= Tunisian Presidential Security =

Security force for the President of Tunisia

Tunisian Presidential Security is the apparatus responsible of the security of the President of Tunisia. It is an elite internal security unit under the Ministry of the Interior and also referred to as the PGF (Presidential Guard Forces).

== Structure ==
In 2011, there were said to be some 6,000 security personnel in the organisation.

Director Generals:
- Abderrahmen Haj Ali (?-1990)
- Ali Seriati (1990-January 16, 2011)
- Taoufik Dabbabi (January 16, 2011 – ?)
- Raouf Mrad (? - October 30, 2019)
- Khaled Yahyaoui (October 30, 2019 – Present)

==History==
Presidential security began following the need for protection of the head of State after Tunisian independence in 1956 and this led to the founding of the Presidential Security Force on 18 April 1956. In 1975, the Ministry of the Interior became responsible for the Presidential Security Force and security also applied to other official figures in Tunisia.
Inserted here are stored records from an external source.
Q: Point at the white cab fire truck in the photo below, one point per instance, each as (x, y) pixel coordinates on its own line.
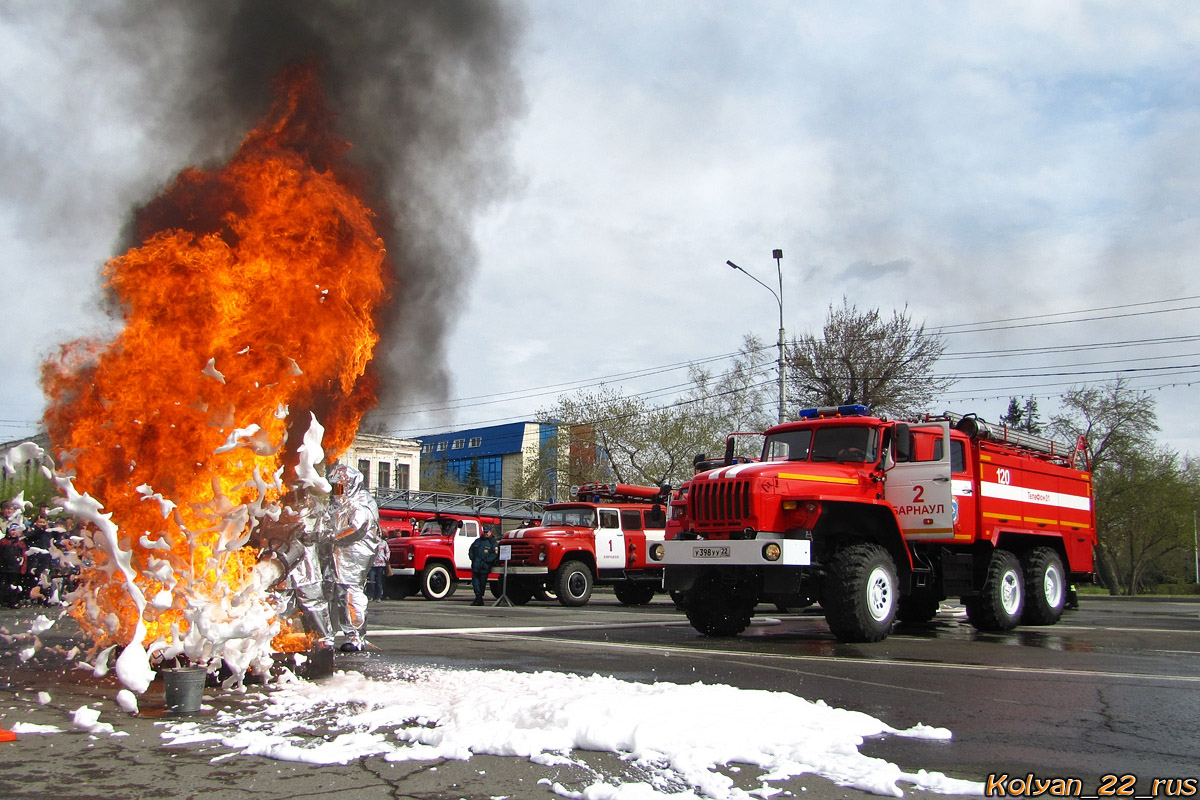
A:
(601, 536)
(879, 519)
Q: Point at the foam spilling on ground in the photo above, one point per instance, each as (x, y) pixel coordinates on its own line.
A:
(676, 735)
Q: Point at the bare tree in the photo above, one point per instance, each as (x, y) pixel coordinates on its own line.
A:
(1113, 417)
(863, 358)
(738, 398)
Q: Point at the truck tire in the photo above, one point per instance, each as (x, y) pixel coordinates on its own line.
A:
(437, 581)
(634, 593)
(1000, 605)
(859, 597)
(574, 583)
(1045, 587)
(718, 609)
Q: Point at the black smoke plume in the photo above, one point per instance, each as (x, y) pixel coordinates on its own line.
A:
(425, 91)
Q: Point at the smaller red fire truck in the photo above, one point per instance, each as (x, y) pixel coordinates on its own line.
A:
(880, 519)
(401, 523)
(600, 537)
(436, 559)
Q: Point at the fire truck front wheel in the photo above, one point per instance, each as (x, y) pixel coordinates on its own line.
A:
(437, 582)
(1045, 585)
(859, 596)
(1001, 602)
(574, 583)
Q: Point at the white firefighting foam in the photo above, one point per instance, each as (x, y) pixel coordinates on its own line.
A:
(678, 735)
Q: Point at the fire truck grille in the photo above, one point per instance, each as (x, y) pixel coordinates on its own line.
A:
(720, 503)
(522, 551)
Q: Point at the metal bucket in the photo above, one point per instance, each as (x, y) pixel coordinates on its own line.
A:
(183, 689)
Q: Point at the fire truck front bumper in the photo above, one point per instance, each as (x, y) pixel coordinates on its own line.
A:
(733, 552)
(514, 569)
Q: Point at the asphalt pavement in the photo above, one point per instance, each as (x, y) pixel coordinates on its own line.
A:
(135, 761)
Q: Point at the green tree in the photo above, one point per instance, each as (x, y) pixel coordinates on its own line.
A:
(1023, 416)
(861, 356)
(1117, 425)
(1144, 511)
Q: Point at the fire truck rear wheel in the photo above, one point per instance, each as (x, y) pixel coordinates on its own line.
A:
(574, 583)
(633, 593)
(437, 582)
(1045, 585)
(1001, 602)
(859, 596)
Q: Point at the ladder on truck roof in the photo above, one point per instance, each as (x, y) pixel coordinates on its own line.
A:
(459, 504)
(977, 428)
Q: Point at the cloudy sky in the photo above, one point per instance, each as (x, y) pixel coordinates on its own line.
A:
(1021, 175)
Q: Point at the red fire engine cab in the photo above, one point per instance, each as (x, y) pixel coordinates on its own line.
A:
(879, 519)
(436, 559)
(600, 537)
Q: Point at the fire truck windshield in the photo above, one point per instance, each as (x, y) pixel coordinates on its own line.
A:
(439, 527)
(577, 517)
(845, 444)
(789, 445)
(851, 443)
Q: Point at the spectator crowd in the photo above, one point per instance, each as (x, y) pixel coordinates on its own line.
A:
(35, 557)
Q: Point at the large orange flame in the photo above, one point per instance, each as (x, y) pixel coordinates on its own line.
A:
(249, 308)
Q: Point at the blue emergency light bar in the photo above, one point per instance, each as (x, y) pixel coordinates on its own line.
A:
(825, 411)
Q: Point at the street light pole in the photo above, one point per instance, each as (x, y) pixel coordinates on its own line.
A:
(778, 254)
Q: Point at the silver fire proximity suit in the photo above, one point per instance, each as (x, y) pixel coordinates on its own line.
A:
(355, 536)
(304, 560)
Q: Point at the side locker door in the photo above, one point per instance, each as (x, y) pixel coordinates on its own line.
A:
(462, 541)
(921, 489)
(610, 541)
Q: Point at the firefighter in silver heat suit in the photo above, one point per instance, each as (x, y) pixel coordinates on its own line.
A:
(354, 518)
(304, 559)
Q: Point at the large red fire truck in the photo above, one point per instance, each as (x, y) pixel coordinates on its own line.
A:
(879, 519)
(436, 559)
(599, 537)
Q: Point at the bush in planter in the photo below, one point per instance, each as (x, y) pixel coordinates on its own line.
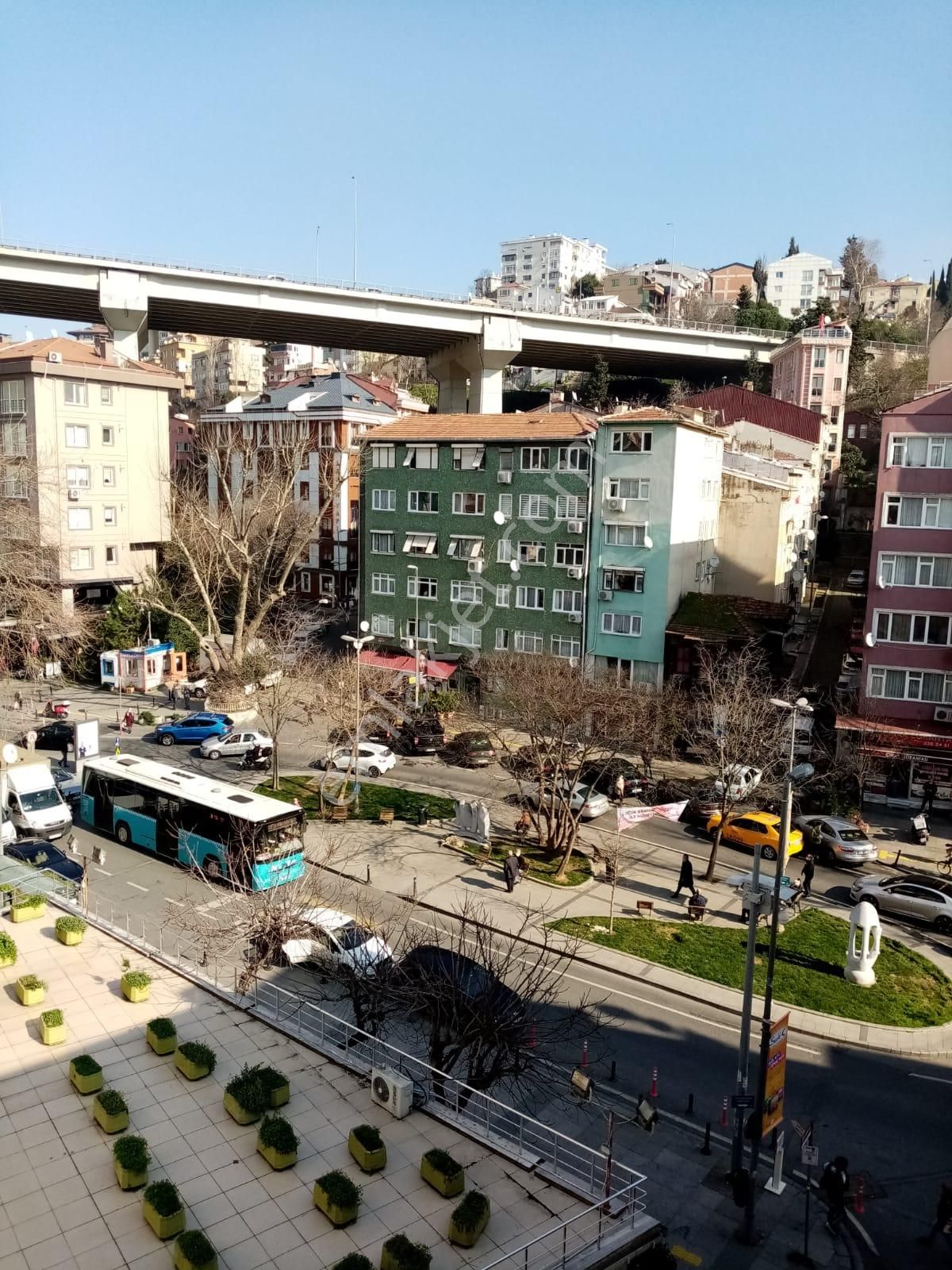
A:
(403, 1254)
(31, 990)
(111, 1111)
(277, 1142)
(162, 1208)
(469, 1219)
(367, 1147)
(277, 1086)
(338, 1198)
(194, 1251)
(70, 930)
(25, 908)
(245, 1096)
(131, 1161)
(194, 1060)
(442, 1172)
(52, 1026)
(86, 1075)
(162, 1035)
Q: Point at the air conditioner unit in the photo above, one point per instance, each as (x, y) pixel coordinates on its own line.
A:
(393, 1091)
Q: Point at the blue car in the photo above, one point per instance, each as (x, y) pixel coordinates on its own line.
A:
(194, 727)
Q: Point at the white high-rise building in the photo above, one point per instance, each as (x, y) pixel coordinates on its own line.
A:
(543, 267)
(797, 283)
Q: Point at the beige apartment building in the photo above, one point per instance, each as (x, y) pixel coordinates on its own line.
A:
(84, 444)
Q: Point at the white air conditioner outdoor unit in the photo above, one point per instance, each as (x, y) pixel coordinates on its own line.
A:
(393, 1091)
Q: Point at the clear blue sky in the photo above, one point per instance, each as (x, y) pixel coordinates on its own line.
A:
(226, 133)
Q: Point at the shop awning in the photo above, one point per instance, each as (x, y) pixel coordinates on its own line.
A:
(406, 664)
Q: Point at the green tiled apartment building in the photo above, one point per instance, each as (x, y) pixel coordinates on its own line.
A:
(476, 529)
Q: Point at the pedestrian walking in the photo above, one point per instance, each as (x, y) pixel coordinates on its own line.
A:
(806, 876)
(511, 872)
(930, 791)
(685, 878)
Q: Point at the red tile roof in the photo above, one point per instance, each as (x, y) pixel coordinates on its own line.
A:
(733, 403)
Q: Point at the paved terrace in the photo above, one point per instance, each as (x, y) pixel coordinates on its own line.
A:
(60, 1204)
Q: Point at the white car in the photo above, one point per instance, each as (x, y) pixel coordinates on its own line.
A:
(234, 743)
(340, 939)
(742, 783)
(584, 798)
(372, 760)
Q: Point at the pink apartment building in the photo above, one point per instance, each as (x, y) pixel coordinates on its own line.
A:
(905, 698)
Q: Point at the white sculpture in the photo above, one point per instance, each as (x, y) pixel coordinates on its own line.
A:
(863, 945)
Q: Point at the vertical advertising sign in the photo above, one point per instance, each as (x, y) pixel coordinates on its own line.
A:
(776, 1075)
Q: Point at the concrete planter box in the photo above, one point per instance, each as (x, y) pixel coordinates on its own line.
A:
(278, 1160)
(164, 1226)
(86, 1083)
(370, 1161)
(336, 1213)
(446, 1187)
(129, 1179)
(132, 994)
(238, 1113)
(190, 1070)
(109, 1123)
(29, 996)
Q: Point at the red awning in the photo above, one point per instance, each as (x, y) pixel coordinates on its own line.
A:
(406, 664)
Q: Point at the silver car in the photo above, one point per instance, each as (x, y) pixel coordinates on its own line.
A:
(912, 895)
(841, 842)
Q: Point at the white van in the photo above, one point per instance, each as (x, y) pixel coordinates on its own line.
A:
(32, 802)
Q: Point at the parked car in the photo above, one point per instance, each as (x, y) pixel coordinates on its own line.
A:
(372, 760)
(340, 939)
(194, 727)
(911, 895)
(749, 829)
(44, 855)
(582, 798)
(742, 783)
(470, 749)
(234, 743)
(841, 841)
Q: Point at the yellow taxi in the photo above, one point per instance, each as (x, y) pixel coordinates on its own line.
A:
(752, 829)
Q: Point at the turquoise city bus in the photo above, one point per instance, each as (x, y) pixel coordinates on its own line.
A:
(183, 817)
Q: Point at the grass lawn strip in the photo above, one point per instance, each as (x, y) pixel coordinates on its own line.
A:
(909, 991)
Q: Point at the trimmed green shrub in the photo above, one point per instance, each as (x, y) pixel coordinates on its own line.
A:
(277, 1133)
(198, 1054)
(112, 1103)
(164, 1197)
(368, 1137)
(132, 1153)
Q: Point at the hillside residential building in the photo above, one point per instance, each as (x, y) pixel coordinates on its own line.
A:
(905, 702)
(892, 300)
(474, 535)
(546, 266)
(338, 412)
(797, 283)
(725, 283)
(84, 436)
(654, 524)
(228, 368)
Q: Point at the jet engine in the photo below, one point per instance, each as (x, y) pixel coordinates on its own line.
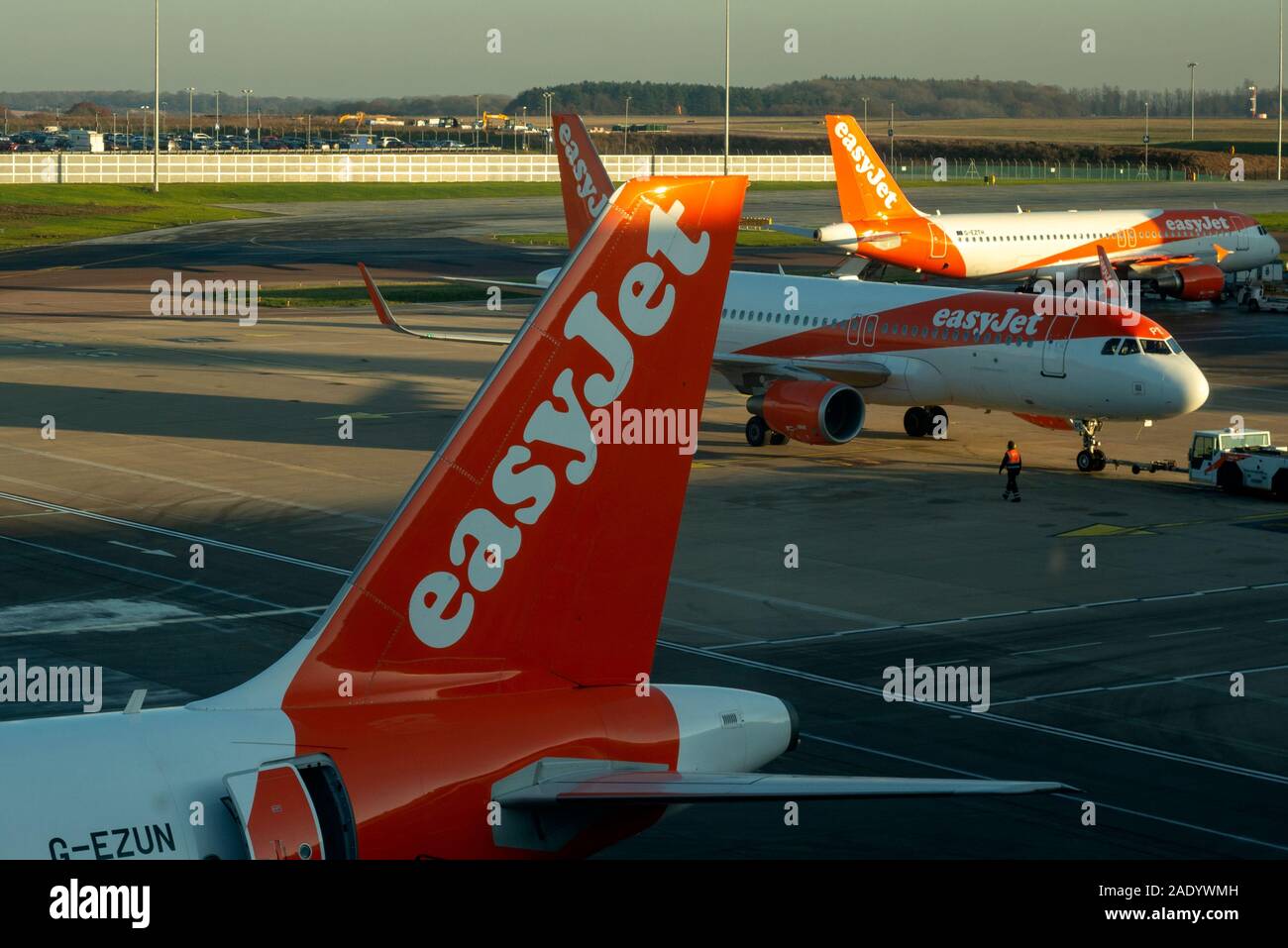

The Security forces were involved in protecting the President during the Tunisian revolution but following removal of President Zine El Abidine Ben Ali in 2011, the paramilitary elements of the forces loyal to the former president were disbanded and the organisation reformatted. Former members of the Presidential Guard were investigated and charged at tribunal on human rights violations but were later acquitted including Ali Seriati, the former Director General of Presidential Security.

In the 2015 Tunis bombing 12 presidential guard members were killed.